Dr Naja Later is an academic and a community organiser. Her research studies intersections between pop culture and politics, with a focus in superhero and horror genres. She founded the All Star Women's Comic Book Club, one of the largest women's comic reading groups globally, and ran the first Women In Comics Festival in Melbourne last year.

3 thoughts on “Political Comics: Why We Should Take HYDRA-Magneto Seriously

  1. Magneto literally beat Red Skull to death with his bare hands, saying he knew RS wouldn’t want to be ‘tainted’ by him using his powers (because RS is racist against mutants and let’s face it…Jews).

    I honestly don’t think Magneto would side with HYDRA under any circumstances. He’s hooked up with a lot of unsavory people, but – like many scoundrels – he does have a rogue’s moral code. It might not make sense, but it’s clear in his mind.

    All you have to do is think of that issue where he accidentally killed Kitty Pryde and then immediately stopped fighting and regretted everything about his life. HYDRA is not a mutant org, so I’m guessing he has no respect for them. Add the fact that they’re Nazis into the mix, and I feel like Magneto joining HYDRA is just an impossibility. Also, it’s racially offensive, so why even go there in the first place? They could’ve picked basically any other character that wasn’t tortured in a concentration camp by Nazis.

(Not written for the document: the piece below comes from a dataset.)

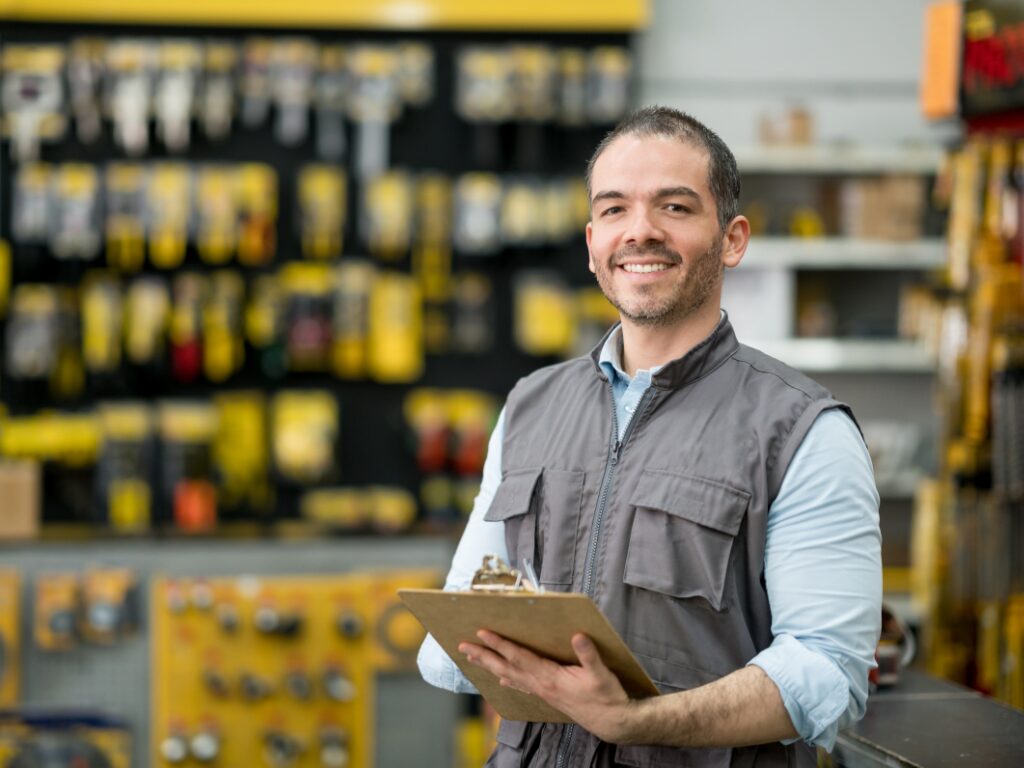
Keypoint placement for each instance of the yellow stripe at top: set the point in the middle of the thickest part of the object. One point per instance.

  2. Pretty much. Not that I don’t think comics need more diverse creators, that’s a great idea. But I don’t the no this was supposed be a ‘joke’, it was ‘could magneto side with hydra?’ Which, if he thought he could use it to his advantage and ‘help mutants’ yes, he would.

  3. But isn’t Magneto’s hypocrisy, as an advocate for the same kind of genocide he personally witnessed, a fundamental part of his character? He’s the oppressed who became the oppressor, the guy who legitimately *does not see* the irony of a Holocaust survivor preaching genetic superiority.

    I mean, when he’s a villain, at least.